Cumpton returned to action in 2017, and made minor league appearances for Triple–A Indianapolis, Double–A Altoona, and High–A Bradenton. In 24 combined appearances, he accumulated a 5–4 record and 3.86 ERA with 33 strikeouts in 37 1/3 innings pitched. He elected free agency following the season on November 6, 2017.

===Texas Rangers===
On January 10, 2018, Cumpton signed a minor league contract that included an invite to spring training with the Texas Rangers. He was released on March 20.

===Southern Maryland Blue Crabs===
On April 18, 2018, Cumpton signed with the Southern Maryland Blue Crabs of the Atlantic League of Professional Baseball. In 11 starts 65.2 innings of work he went 4-3 with a 4.11 ERA with 44 strikeouts.

===Toronto Blue Jays===
On July 5, 2018, Cumpton signed a minor league contract with the Toronto Blue Jays and was assigned to the Triple-A Buffalo Bisons. Cumpton was called up to the majors on July 31. He was designated for assignment on August 13, and then assigned outright back to Buffalo on August 16. Cumpton declared free agency on October 5, 2018.

===Southern Maryland Blue Crabs (second stint)===
On April 25, 2019, Cumpton signed with the Southern Maryland Blue Crabs of the Atlantic League of Professional Baseball. In 15 starts 83 innings he went 5-8 with a 4.88 ERA with 73 strikeouts also throwing 1 complete game shutout.

===Pericos de Puebla===
On July 24, 2019, Cumpton's contract was purchased by the Pericos de Puebla of the Mexican League. He was released on October 3. In 6 games (5 starts) 13.1 innings of work he struggled terribly going 0-4 with a 15.53 ERA and 7 strikeouts.

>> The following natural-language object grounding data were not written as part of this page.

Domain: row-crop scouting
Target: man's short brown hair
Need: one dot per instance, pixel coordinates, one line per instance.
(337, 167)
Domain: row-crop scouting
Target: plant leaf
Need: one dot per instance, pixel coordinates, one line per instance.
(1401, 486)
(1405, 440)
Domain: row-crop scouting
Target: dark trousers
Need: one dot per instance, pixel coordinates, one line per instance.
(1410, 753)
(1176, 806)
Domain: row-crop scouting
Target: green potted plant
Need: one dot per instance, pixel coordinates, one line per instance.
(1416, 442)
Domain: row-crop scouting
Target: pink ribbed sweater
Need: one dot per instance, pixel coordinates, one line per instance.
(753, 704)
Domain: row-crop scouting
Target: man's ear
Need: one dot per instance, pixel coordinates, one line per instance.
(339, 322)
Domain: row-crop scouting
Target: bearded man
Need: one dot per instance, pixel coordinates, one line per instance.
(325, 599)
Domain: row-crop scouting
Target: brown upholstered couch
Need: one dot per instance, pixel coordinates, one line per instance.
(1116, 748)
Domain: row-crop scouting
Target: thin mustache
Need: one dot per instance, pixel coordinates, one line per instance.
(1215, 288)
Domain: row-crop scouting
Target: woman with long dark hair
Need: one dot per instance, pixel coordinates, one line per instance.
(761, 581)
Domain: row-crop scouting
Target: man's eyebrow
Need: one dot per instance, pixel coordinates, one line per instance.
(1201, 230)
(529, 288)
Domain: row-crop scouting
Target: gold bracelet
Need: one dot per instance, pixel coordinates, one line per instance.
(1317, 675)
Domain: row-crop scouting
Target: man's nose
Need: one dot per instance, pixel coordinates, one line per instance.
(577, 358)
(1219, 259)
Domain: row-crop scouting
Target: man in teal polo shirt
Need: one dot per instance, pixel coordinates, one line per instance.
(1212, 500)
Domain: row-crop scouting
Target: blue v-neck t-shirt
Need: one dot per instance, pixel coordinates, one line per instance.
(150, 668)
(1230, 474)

===Diablos Rojos del México ===
On January 16, 2020, Cumpton signed with the Diablos Rojos del México of the Mexican League.

===Winnipeg Goldeyes===
On July 23, 2020, Cumpton signed with the Winnipeg Goldeyes of the American Association of Independent Professional Baseball. In 9 starts 43.2 innings he went 2-3 with a 4.53 ERA and 34 strikeouts.

===Diablos Rojos del Mexico (second stint)===
On September 11, 2020, Cumpton was returned to the Diablos he did not appear in a game for them. He began the 2021 season with the team, but struggled in 5 starts 20 innings he went 0-2 with an 8.55 ERA and 34 strikeouts.

===Guerreros de Oaxaca===
On June 14, 2021, Cumpton was traded to the Guerreros de Oaxaca of the Mexican League in exchange for P Héctor Hernández. He was released on November 23. In 12 games (4 starts) 26.1 innings he struggled mightily going 0-4 with a 7.52 ERA with 22 strikeouts and 1 save.